What should my learning rate be?

Here is how my learning rate finder’s plot look like. Should I select my learning rate to be 1e-3 or 1e-1?

Also, how to interpret the bump in the graph from 1e-2 to 1e-1? I ran learning rate finder from 1e-2 to 1 and it looks like this:


Is this plot done after you trained the model?

This is prior to any training

I think of Learning Rate finder as helper to find the best (largest) learning rate. I have seen curves like this in my own tests. Because the model might be over-correcting and loss increases when training from 0.01 to 0.1, I would tend to prefer a smaller learning rate of 0.001 to start with.
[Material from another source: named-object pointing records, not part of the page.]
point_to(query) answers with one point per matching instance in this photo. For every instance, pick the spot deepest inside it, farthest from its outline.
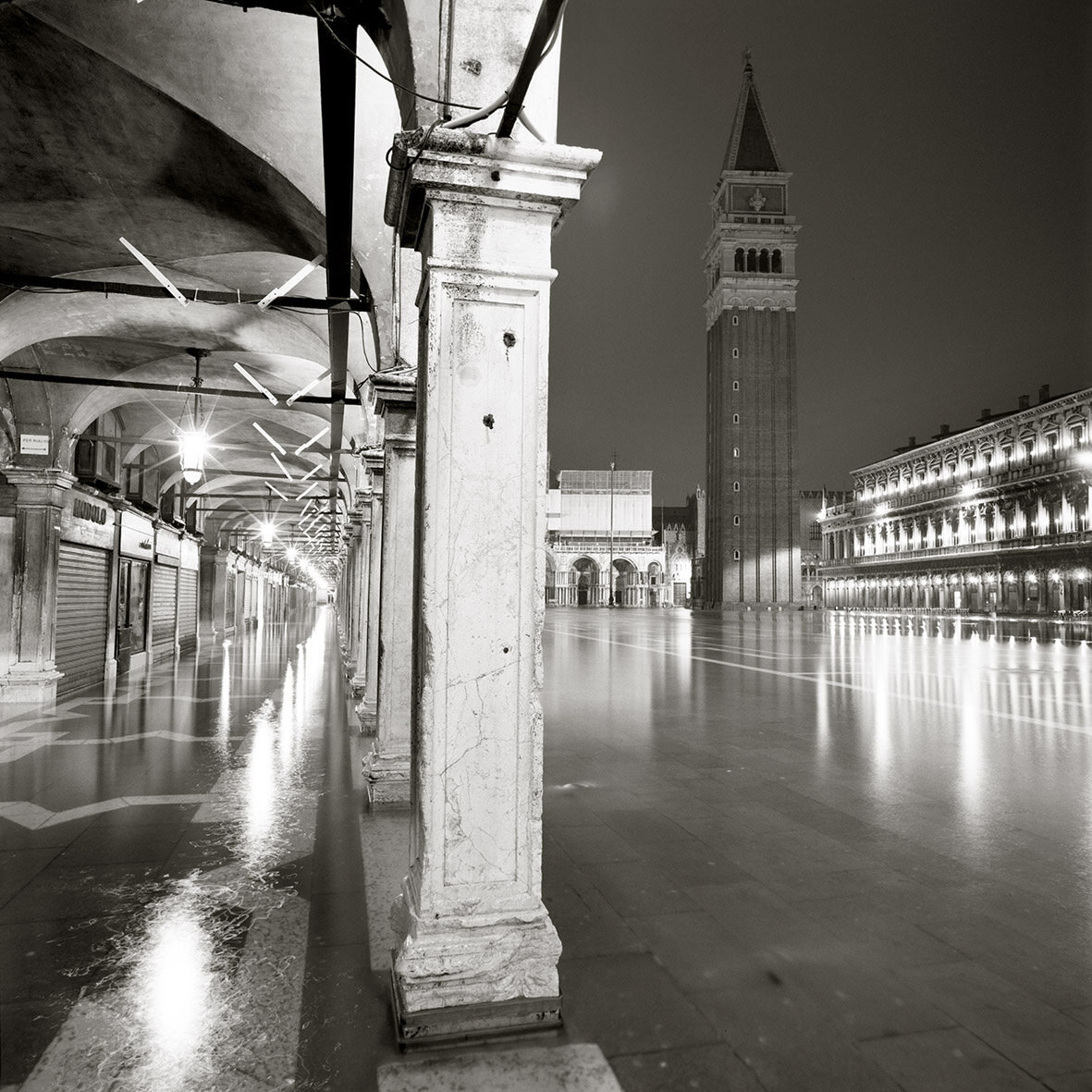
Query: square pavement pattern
(800, 852)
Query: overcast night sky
(940, 172)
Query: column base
(463, 1024)
(36, 686)
(386, 779)
(477, 963)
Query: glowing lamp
(191, 451)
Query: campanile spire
(753, 551)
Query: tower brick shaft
(753, 530)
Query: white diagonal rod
(148, 264)
(290, 283)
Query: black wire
(363, 343)
(384, 76)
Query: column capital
(373, 459)
(480, 167)
(394, 399)
(40, 485)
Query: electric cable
(384, 76)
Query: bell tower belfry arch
(753, 550)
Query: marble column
(386, 767)
(360, 605)
(477, 952)
(369, 706)
(31, 673)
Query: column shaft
(478, 952)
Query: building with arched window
(990, 519)
(601, 543)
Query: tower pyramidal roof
(750, 145)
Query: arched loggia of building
(584, 581)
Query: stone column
(386, 767)
(31, 673)
(369, 705)
(361, 607)
(478, 952)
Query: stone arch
(584, 573)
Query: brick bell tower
(753, 549)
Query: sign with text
(33, 444)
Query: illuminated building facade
(753, 553)
(599, 538)
(991, 519)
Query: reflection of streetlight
(610, 567)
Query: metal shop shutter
(187, 609)
(83, 590)
(164, 599)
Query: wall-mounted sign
(85, 510)
(86, 520)
(31, 444)
(137, 535)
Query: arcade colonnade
(100, 586)
(414, 495)
(583, 580)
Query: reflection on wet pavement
(782, 852)
(821, 851)
(167, 898)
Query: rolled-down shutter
(83, 590)
(164, 599)
(187, 609)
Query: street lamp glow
(192, 446)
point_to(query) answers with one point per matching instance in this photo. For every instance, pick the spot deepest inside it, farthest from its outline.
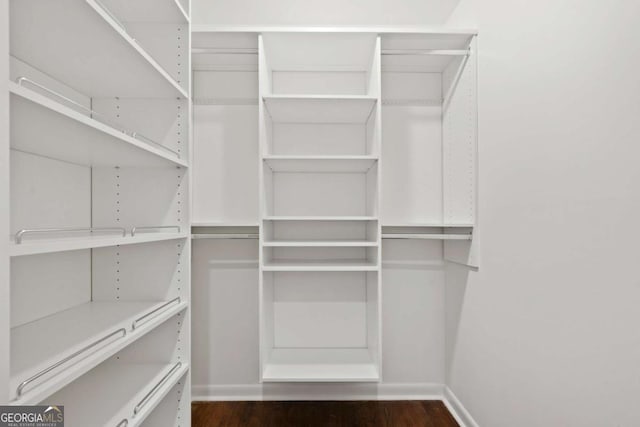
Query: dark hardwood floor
(430, 413)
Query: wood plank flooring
(429, 413)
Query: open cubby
(320, 233)
(320, 64)
(316, 193)
(131, 383)
(98, 206)
(320, 326)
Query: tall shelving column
(319, 170)
(98, 228)
(4, 207)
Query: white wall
(547, 333)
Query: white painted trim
(307, 391)
(204, 28)
(459, 412)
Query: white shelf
(81, 45)
(156, 11)
(224, 224)
(319, 108)
(320, 265)
(320, 163)
(40, 344)
(110, 392)
(429, 225)
(80, 139)
(419, 236)
(319, 218)
(320, 243)
(320, 365)
(42, 246)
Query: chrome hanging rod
(93, 114)
(20, 234)
(224, 236)
(225, 51)
(254, 51)
(122, 332)
(134, 230)
(437, 52)
(427, 236)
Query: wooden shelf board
(320, 365)
(318, 218)
(304, 164)
(320, 265)
(39, 344)
(43, 246)
(121, 386)
(320, 243)
(52, 36)
(80, 139)
(319, 108)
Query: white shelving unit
(355, 140)
(332, 90)
(98, 234)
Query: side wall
(546, 333)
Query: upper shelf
(80, 139)
(83, 45)
(319, 108)
(43, 246)
(156, 11)
(318, 218)
(279, 163)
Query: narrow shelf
(428, 225)
(42, 246)
(319, 218)
(426, 236)
(320, 163)
(92, 332)
(224, 236)
(81, 139)
(224, 224)
(320, 365)
(155, 11)
(320, 265)
(319, 108)
(320, 243)
(122, 388)
(51, 36)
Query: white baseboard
(332, 391)
(459, 412)
(328, 391)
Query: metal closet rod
(94, 115)
(224, 236)
(436, 52)
(427, 236)
(254, 51)
(19, 236)
(225, 50)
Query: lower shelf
(320, 365)
(320, 265)
(114, 391)
(48, 353)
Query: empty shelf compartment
(320, 365)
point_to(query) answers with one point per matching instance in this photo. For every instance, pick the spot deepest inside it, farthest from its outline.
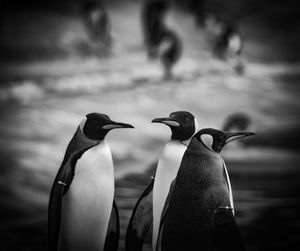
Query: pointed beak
(115, 125)
(167, 121)
(231, 136)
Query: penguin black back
(153, 15)
(201, 197)
(173, 50)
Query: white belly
(167, 168)
(229, 188)
(87, 205)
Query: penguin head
(182, 124)
(96, 125)
(215, 140)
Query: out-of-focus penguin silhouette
(160, 41)
(227, 42)
(97, 22)
(238, 121)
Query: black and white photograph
(149, 125)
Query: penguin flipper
(77, 146)
(113, 231)
(164, 213)
(140, 221)
(226, 234)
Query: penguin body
(93, 178)
(82, 213)
(166, 172)
(226, 40)
(183, 125)
(97, 22)
(153, 15)
(161, 42)
(200, 214)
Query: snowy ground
(43, 102)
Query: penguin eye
(207, 140)
(82, 123)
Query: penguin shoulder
(173, 150)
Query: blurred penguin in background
(82, 214)
(238, 121)
(148, 208)
(199, 211)
(97, 22)
(227, 42)
(161, 42)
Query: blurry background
(52, 74)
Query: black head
(183, 124)
(215, 140)
(96, 125)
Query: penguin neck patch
(207, 141)
(82, 124)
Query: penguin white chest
(167, 168)
(88, 203)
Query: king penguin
(199, 214)
(82, 214)
(150, 205)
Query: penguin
(153, 24)
(238, 121)
(97, 22)
(82, 214)
(227, 41)
(200, 214)
(150, 205)
(170, 50)
(161, 42)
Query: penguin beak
(166, 121)
(114, 125)
(231, 136)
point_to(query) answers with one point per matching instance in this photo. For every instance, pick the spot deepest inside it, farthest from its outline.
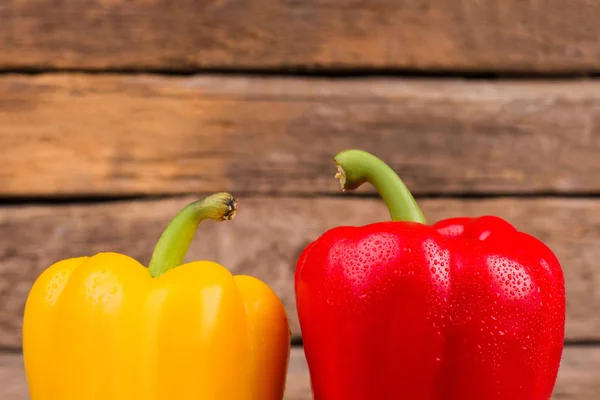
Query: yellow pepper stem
(173, 245)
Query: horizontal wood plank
(267, 237)
(83, 135)
(577, 377)
(471, 35)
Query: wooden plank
(267, 237)
(577, 377)
(507, 35)
(81, 135)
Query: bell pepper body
(465, 309)
(102, 327)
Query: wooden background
(114, 114)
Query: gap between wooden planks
(267, 237)
(577, 377)
(426, 35)
(79, 135)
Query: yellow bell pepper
(108, 328)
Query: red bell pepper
(466, 309)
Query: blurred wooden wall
(114, 114)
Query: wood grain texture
(81, 135)
(267, 237)
(577, 378)
(500, 35)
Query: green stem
(356, 167)
(175, 241)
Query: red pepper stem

The loss is also relatively small to begin with, so it makes sense to have a smaller learning rate.

Would be interested in learning more about how others would approach this.

1 Like

From your graph, you can see that as we increase the learning rate past 1e-3 the loss starts to increase. As we want to minimize the loss, we should pick a point in the vicinity of the minima. To be on the safer side, we choose a point slightly less than the minima. So, for the above case, I would choose 1e-3 or 1e-4.
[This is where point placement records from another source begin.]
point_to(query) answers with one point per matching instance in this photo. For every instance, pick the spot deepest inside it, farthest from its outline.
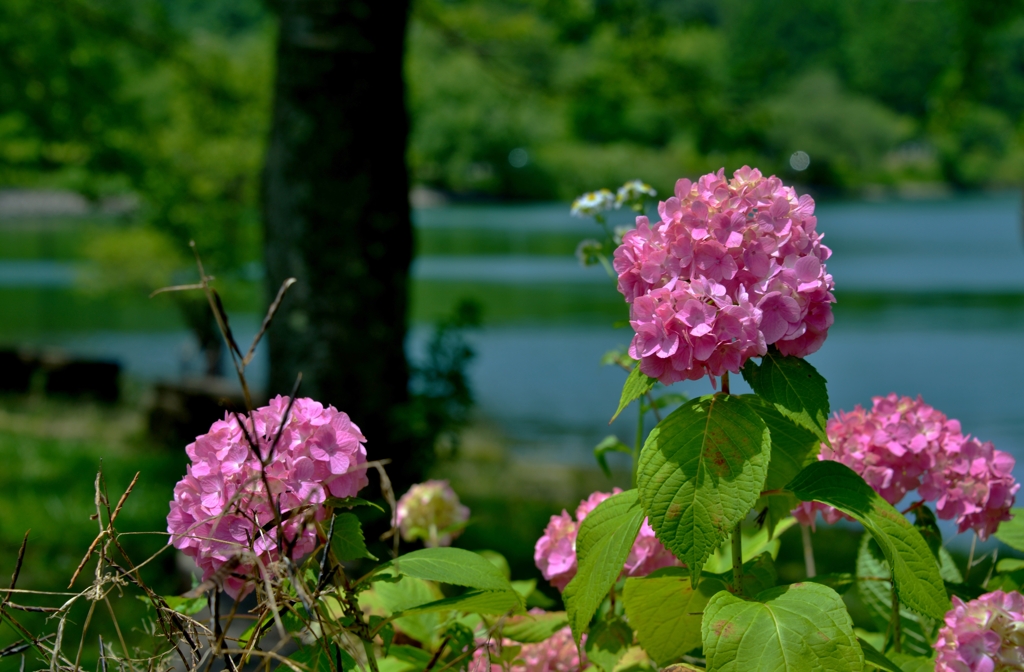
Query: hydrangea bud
(633, 194)
(903, 445)
(555, 556)
(221, 511)
(430, 511)
(984, 634)
(731, 267)
(593, 204)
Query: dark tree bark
(337, 215)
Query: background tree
(337, 216)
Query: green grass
(497, 242)
(50, 454)
(57, 239)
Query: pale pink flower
(556, 654)
(555, 556)
(221, 510)
(554, 552)
(431, 511)
(982, 635)
(903, 445)
(748, 252)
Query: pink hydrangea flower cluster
(554, 552)
(556, 654)
(902, 445)
(983, 635)
(732, 267)
(221, 508)
(431, 511)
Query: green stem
(895, 624)
(737, 558)
(805, 533)
(639, 443)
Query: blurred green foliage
(169, 99)
(877, 92)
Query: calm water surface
(931, 302)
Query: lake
(931, 302)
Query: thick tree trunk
(337, 214)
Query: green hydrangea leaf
(453, 565)
(607, 641)
(909, 663)
(700, 470)
(348, 543)
(803, 626)
(637, 384)
(794, 387)
(666, 612)
(534, 628)
(914, 569)
(603, 543)
(875, 658)
(875, 590)
(472, 601)
(1011, 532)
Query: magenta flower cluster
(221, 509)
(732, 267)
(431, 511)
(902, 445)
(555, 556)
(983, 635)
(556, 654)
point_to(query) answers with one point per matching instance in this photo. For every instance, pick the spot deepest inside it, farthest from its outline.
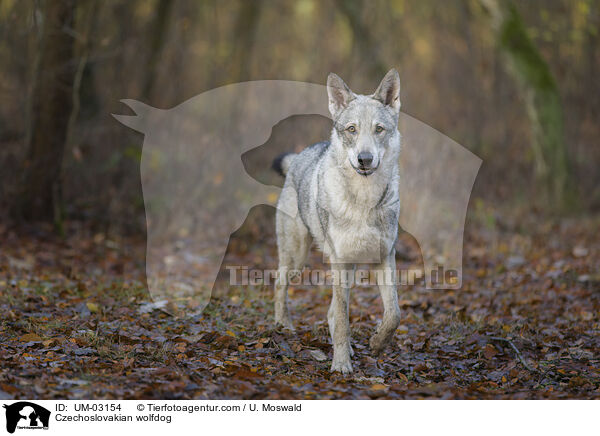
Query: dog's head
(366, 126)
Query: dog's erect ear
(339, 94)
(388, 91)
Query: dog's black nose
(365, 159)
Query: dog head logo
(197, 191)
(26, 415)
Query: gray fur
(348, 204)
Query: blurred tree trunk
(544, 108)
(244, 34)
(158, 31)
(362, 38)
(51, 104)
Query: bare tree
(544, 109)
(51, 105)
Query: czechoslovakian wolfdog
(345, 197)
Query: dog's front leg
(386, 280)
(338, 318)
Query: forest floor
(77, 323)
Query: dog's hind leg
(386, 280)
(338, 318)
(293, 242)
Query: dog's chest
(357, 234)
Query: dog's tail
(282, 163)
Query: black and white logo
(26, 415)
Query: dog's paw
(341, 364)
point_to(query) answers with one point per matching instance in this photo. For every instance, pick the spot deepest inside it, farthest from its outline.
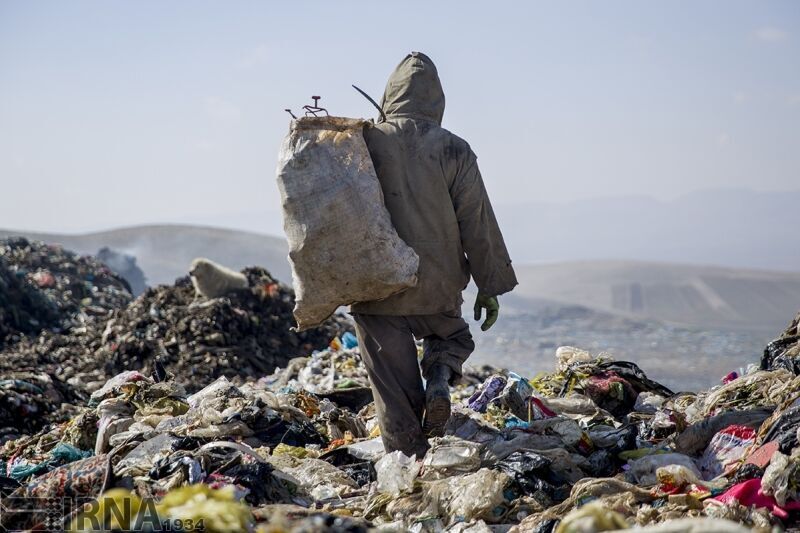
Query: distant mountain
(689, 295)
(164, 252)
(734, 228)
(695, 296)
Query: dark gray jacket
(435, 195)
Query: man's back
(435, 196)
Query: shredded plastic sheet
(343, 247)
(299, 449)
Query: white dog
(213, 280)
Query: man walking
(439, 206)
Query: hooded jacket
(435, 195)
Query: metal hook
(313, 110)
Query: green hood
(414, 90)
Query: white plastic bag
(396, 473)
(343, 247)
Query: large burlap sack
(342, 246)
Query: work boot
(437, 400)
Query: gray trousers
(390, 356)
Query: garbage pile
(94, 331)
(46, 287)
(594, 445)
(124, 265)
(784, 352)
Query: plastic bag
(677, 476)
(467, 497)
(644, 469)
(725, 450)
(396, 472)
(568, 355)
(343, 248)
(451, 456)
(593, 516)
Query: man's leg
(446, 341)
(390, 356)
(447, 344)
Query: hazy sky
(116, 113)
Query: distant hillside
(734, 228)
(165, 252)
(698, 296)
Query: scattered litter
(194, 410)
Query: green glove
(492, 307)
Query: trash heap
(594, 445)
(47, 287)
(94, 331)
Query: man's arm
(481, 238)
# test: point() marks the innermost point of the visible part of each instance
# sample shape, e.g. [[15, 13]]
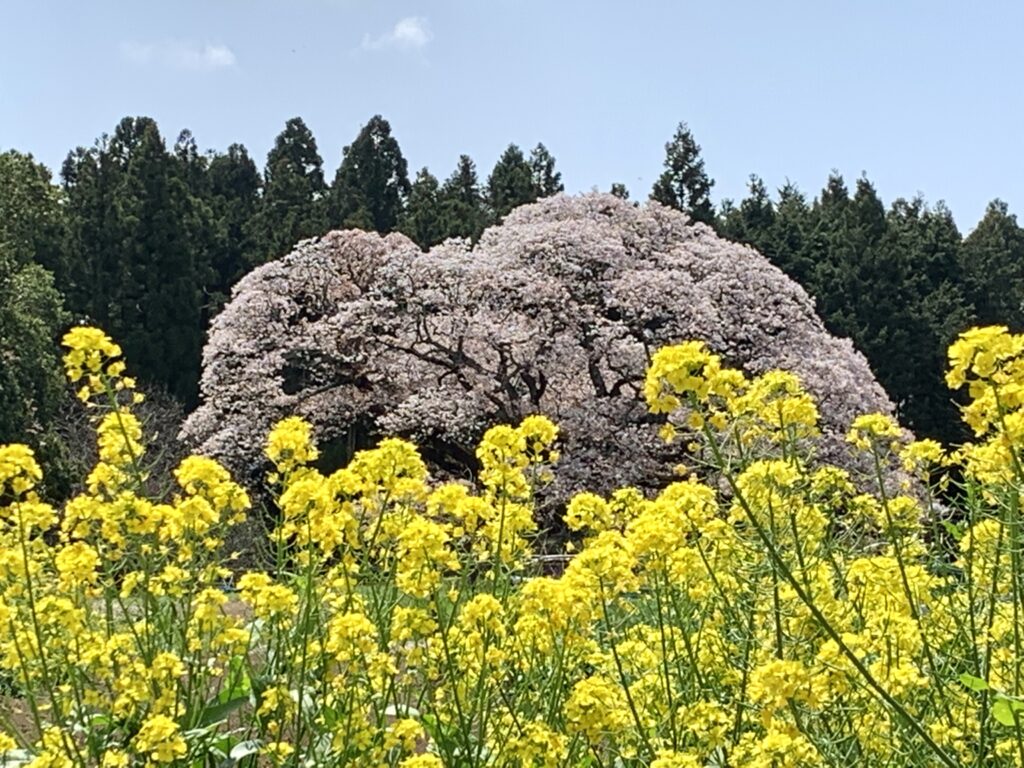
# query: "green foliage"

In training deep networks, it is usually helpful to anneal the learning rate over time. Good intuition to have in mind is that with a high learning rate, the system contains too much kinetic energy and the parameter vector bounces around chaotically, unable to settle down into deeper, but narrower parts of the loss function. Knowing when to decay the learning rate can be tricky: Decay it slowly and you’ll be wasting computation bouncing around chaotically with little improvement for a long time. But decay it too aggressively and the system will cool too quickly, unable to reach the best position it can.
Source: http://cs231n.github.io/neural-networks-3/#anneal

Too high a learning rate and you risk missing the weights for which the network fits best.
Souce: @timlee

Too low a learning rate, it will take a lot of time to find the best weights.
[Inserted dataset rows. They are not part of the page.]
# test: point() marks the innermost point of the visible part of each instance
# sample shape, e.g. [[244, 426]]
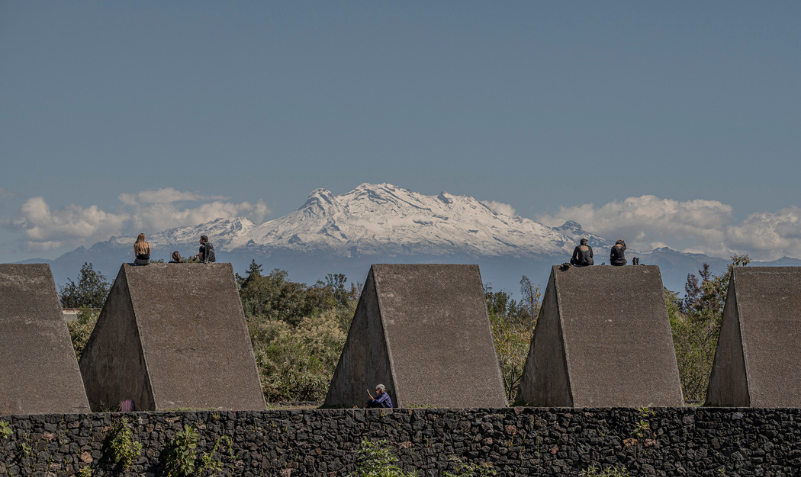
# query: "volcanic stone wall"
[[517, 441]]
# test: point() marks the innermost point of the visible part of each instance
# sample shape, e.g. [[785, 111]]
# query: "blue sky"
[[671, 122]]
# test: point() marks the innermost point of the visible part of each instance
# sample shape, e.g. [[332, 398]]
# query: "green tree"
[[695, 324], [512, 326], [297, 331], [90, 291]]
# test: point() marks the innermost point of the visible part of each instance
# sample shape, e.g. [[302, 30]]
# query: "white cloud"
[[161, 196], [648, 219], [41, 225], [499, 207], [770, 235], [158, 217], [148, 211], [648, 222], [7, 193]]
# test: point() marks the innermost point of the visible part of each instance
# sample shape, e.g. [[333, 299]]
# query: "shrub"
[[376, 459]]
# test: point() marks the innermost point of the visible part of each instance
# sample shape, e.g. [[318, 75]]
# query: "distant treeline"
[[298, 330]]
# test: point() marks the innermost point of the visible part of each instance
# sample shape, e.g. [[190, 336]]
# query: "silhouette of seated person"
[[617, 257], [582, 255], [141, 251], [381, 398], [206, 252]]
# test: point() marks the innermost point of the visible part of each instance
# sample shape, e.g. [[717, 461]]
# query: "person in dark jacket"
[[582, 255], [206, 253], [381, 398], [617, 257]]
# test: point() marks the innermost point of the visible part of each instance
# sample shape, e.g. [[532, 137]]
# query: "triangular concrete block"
[[172, 336], [38, 369], [422, 331], [602, 339], [758, 358]]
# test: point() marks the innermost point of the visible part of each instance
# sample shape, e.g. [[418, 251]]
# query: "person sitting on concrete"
[[381, 399], [141, 251], [617, 257], [582, 255], [206, 254]]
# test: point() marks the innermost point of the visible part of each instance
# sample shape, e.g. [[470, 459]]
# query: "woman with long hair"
[[141, 251]]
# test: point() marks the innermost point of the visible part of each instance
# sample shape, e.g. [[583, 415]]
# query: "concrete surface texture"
[[38, 369], [172, 336], [758, 359], [602, 339], [423, 331]]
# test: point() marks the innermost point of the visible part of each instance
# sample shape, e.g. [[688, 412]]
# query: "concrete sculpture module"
[[172, 336], [38, 369], [423, 331], [602, 339], [758, 359]]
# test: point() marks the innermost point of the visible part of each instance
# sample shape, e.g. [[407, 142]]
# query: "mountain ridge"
[[383, 223]]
Thanks for the reply. I went with 0.001 based on my intuition. However, I am still quite not able to understand why would the loss increase and the decrease? Has it found a local minima?

Am I completely wrong in thinking that there is a relationship between learning rare finder and minimas?

I also see that sometimes. It’s very curious! I think that there are other “flat spots” it finds - for instance maybe setting “all zeros” or “all ones”.



I hope not to say stuff which is trivial to you, I don’t know your background.

The error surface for a loss function is not only nonconvex, but also:

  1. Very bumpy

  2. Very high dimensional

The bumpiness does mean that if you select a very small learning rate (and/or a weak momentum), it won’t be able to jump out of shallow local minimum.

Its high dimensionality (millions of dimensions if you consider a model like vgg16, just to name one) does mean that you would almost certainly be wrong should you try to infer qualitative considerations using your intuition over an example 2d error surface immersed in 3d space.
The only tool which can provide reliable informations about such minima are the eigenvalues of the hessian. It is unpractical (and even infeasible) to routinely use such monster hessian (let alone doing its eigendecomposition) for deep learning, but you could try it if you want to gain a better qualitative understanding of an error surface relative to a small model.

More literate users will hopefully correct me if I’ve been inexact.


I didn’t understand what you exactly mean by saying: “[…] for instance maybe setting “all zeros” or “all ones”.

However, is there any documentation explaining how exactly your rate finder works?

It’s based on a paper …
Forgot the name but it’s like cyclic rates with cosine annealing and restarts…

Not completely sure

1 Like

Thanks, I think I found it, it’s Cyclical Learning Rates for Training Neural Networks by Leslie Smith.


The way this learning rate finder is implemented in fastai is simply as a learning rate scheduler that slightly increases the learning rate with every mini batch. It stops training when the loss suddenly becomes a lot higher.

When you get a plot like the above, I’m curious if you would also get a similar plot if the learning rate was not increased on every mini batch but only every 10 or so mini batches. Or what if you tried this with a larger batch size?

In other words, I’m wondering if it is the stochastic nature of the mini batches that is responsible for such a curve?

Source: an article by Carlos Perez. I saved the pic yesterday, but I don’t remember the page address. Search for the paper (and read it if possible) and you’ll find the article, too.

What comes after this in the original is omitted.